APACHE, Acute Physiology and Chronic Health Evaluation; DrotAA, drotrecogin alfa (activated); ENHANCE, Extended Evaluation of Recombinant Activated Protein C; PROWESS, Recombinant Human Activated Protein C Worldwide Evaluation in Severe Sepsis; SD, standard deviation; SOFA, Sequential Organ Failure Assessment; IQR, interquartile range.

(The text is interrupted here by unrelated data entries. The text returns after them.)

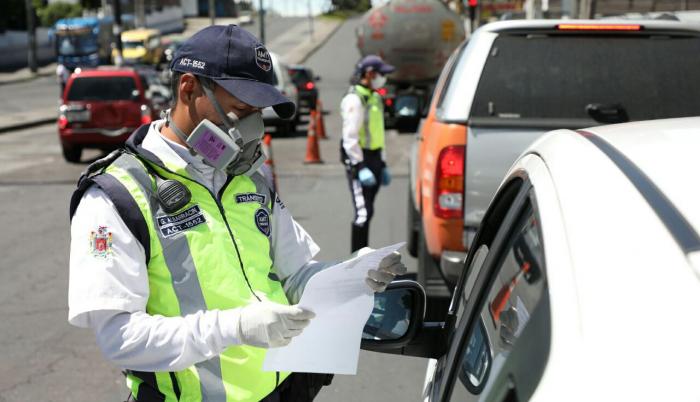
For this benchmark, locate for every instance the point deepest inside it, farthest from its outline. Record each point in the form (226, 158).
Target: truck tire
(436, 291)
(71, 153)
(412, 225)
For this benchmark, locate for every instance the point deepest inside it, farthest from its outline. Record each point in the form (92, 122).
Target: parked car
(158, 91)
(101, 108)
(283, 82)
(305, 81)
(582, 282)
(512, 82)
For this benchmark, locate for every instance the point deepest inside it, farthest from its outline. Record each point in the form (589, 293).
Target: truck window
(101, 89)
(557, 76)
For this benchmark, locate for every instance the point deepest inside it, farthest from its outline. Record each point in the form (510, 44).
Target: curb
(321, 43)
(27, 124)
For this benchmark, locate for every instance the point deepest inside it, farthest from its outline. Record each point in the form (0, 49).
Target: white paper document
(342, 302)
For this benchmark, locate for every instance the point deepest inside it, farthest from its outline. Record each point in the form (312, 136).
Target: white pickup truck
(516, 80)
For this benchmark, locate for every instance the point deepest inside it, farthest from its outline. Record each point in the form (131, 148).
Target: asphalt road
(45, 359)
(24, 99)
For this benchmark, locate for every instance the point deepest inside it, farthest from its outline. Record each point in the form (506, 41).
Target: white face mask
(378, 81)
(233, 146)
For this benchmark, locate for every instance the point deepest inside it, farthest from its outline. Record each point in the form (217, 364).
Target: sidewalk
(304, 46)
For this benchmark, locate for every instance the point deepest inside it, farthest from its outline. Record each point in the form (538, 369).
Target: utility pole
(117, 30)
(212, 11)
(31, 36)
(140, 13)
(261, 12)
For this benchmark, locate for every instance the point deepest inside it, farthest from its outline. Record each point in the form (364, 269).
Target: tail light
(146, 114)
(62, 122)
(599, 27)
(449, 183)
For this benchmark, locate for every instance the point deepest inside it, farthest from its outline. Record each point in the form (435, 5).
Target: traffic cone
(269, 166)
(320, 125)
(313, 154)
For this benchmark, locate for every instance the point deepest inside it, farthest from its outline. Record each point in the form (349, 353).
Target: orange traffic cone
(269, 167)
(320, 125)
(313, 154)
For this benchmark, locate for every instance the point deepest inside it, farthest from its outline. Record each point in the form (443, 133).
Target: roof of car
(623, 192)
(139, 33)
(106, 71)
(501, 26)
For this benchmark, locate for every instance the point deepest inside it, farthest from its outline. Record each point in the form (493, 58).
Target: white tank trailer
(417, 37)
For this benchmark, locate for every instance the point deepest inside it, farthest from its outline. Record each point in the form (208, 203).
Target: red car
(101, 108)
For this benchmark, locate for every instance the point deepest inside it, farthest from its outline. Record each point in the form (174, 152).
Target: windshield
(101, 89)
(135, 44)
(75, 44)
(544, 77)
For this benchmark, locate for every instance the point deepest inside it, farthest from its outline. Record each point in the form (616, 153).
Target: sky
(300, 7)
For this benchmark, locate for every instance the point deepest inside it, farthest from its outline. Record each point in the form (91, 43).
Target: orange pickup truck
(509, 84)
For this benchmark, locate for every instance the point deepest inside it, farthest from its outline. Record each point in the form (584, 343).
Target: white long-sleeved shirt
(108, 291)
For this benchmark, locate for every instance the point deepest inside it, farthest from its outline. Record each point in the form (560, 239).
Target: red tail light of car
(62, 122)
(146, 114)
(449, 183)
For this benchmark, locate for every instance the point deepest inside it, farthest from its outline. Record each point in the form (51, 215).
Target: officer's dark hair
(175, 87)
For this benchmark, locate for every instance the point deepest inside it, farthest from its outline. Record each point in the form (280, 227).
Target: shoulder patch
(262, 221)
(101, 242)
(250, 197)
(170, 225)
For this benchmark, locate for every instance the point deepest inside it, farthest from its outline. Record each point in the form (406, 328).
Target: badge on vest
(250, 197)
(170, 225)
(262, 221)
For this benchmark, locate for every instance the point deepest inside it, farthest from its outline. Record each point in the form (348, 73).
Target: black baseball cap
(237, 61)
(374, 63)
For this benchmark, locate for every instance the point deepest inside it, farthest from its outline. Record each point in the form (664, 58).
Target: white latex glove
(390, 266)
(267, 324)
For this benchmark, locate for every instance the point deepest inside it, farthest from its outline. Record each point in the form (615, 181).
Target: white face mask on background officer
(220, 117)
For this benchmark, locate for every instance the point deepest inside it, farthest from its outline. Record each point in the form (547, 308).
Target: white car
(583, 281)
(283, 83)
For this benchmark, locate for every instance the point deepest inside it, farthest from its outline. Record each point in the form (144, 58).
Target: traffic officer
(362, 144)
(184, 263)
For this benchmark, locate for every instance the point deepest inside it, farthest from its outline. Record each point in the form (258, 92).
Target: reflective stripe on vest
(207, 256)
(373, 118)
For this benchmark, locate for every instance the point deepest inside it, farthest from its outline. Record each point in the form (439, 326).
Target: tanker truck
(417, 37)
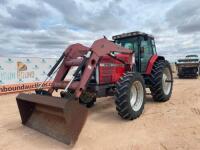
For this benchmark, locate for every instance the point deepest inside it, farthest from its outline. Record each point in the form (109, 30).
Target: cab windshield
(130, 43)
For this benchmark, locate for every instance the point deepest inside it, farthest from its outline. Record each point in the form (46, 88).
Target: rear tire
(161, 81)
(130, 96)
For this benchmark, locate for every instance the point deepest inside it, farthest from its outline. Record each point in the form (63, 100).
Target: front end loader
(122, 68)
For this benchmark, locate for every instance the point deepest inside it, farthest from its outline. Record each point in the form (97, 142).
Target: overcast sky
(44, 28)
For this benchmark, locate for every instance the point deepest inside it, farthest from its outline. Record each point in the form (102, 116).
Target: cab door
(146, 52)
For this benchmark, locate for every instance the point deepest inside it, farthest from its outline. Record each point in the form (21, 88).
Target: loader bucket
(56, 117)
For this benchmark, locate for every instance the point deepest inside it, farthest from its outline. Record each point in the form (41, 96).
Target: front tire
(130, 96)
(161, 81)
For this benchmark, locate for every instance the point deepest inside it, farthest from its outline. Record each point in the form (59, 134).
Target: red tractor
(123, 68)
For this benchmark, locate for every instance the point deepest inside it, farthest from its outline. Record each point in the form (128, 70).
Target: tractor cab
(141, 43)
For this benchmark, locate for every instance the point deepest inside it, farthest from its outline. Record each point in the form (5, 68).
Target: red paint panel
(151, 63)
(110, 69)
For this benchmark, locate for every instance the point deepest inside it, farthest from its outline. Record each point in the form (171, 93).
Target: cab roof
(130, 34)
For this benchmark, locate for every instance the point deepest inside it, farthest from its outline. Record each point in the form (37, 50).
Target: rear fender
(151, 62)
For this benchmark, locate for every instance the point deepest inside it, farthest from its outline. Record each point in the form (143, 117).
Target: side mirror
(145, 38)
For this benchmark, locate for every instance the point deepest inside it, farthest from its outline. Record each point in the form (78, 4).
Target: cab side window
(146, 49)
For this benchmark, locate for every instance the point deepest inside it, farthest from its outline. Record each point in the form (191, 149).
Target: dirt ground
(162, 126)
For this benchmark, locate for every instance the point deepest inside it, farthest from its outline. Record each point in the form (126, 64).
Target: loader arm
(63, 117)
(99, 49)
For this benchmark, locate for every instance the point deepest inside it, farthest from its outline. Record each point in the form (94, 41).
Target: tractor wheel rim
(136, 95)
(166, 78)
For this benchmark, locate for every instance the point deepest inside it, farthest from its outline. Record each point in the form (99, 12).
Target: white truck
(188, 67)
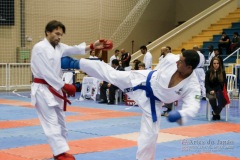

Type 0 biomarker: relationship to natural history of sepsis and correlated with clinical outcome

Baseline values of six laboratory and five clinical measures were evaluated as potential predictors of 28-day mortality. To allow comparisons across measures, the cut-off values associated with greater risk for mortality based on sensitivity and specificity analyses of baseline values were determined (Table 2). The number of patients at increased risk based on the cut-offs, although each representing a different subgroup, was very similar across variables, representing approximately one-third of patients. However, this does not represent the same high-risk patients in each group. Only one patient was high risk for all 11 markers, and only 48 (5.8%) were low risk for all of their measures. This approach established a baseline PC level < 40% as a useful end-point for assessing mortality risk in sepsis patients. The odds of dying within 28 days was twice as high in patients with a baseline PC level < 40% as in those with a PC level of ≥40%. Similar odds ratios were associated with the cut-off values of the other variables, as were the areas under the receiver operating characteristic curve, a combined measure of sensitivity and specificity. This analysis also demonstrates (as already known) the unequal effect of individual SOFA scores, with cut-off ranging from ≥1 for renal SOFA to ≥4 for cardiovascular and respiratory SOFA.

Table 2

Relationship of baseline (start of infusion) values to 28-day mortality in PROWESS placebo patients

Baseline measure	Cut-offa	Number of patients at increased risk using cut-off (n [%])	Odds ratio (95% CI)	AUCb
Protein C (%)	<40	243 (31.4%)	2.12 (1.55–2.89)	58.9%
Protein S (%)	<46	239 (31.5%)	1.91 (1.38–2.64)	57.7%
Antithrombin III (%)	<53	240 (31.4%)	2.32 (1.70–3.18)	60.1%
interleukin-6 (pg/ml)	≥704.6	252 (31.2%)	2.21 (1.63–2.99)	59.7%
Prothrombin time (seconds)	≥18.4	240 (31.5%)	1.89 (1.38–2.58)	57.4%
D-dimer (μg/ml)	≥4.45	241 (31.8%)	1.51 (1.11–2.05)	55.1%
Cardiovascular SOFA	≥4	259 (30.8%)	1.63 (1.21–2.18)	56.0%
Respiratory SOFA	≥4	257 (31.2%)	1.76 (1.27–2.44)	55.5%
Renal SOFA	≥1	258 (30.8%)	2.14 (1.55–2.95)	58.6%
Hematologic SOFA	≥2	259 (30.8%)	1.69 (1.20–2.38)	54.6%
Hepatic SOFA	≥2	239 (31.3%)	1.31 (0.89–1.93)	52.1%

aCut-off based on maximum sensitivity and specificity when both were ≥ 40% for predicting 28-day mortality. Using a cut-off for each measure allowed comparison of odds ratios and treatment interactions on a consistent binary scale across variables. bArea under the receiver operating characteristic curve (AUC) based on 28-day mortality outcome in logistic regression models with the cut-off as the univariate independent variable; this is a combined measure of sensitivity and specificity. CI, confidence interal; PROWESS, Recombinant Human Activated Protein C Worldwide Evaluation in Severe Sepsis; SOFA, Sequential Organ Failure Assessment.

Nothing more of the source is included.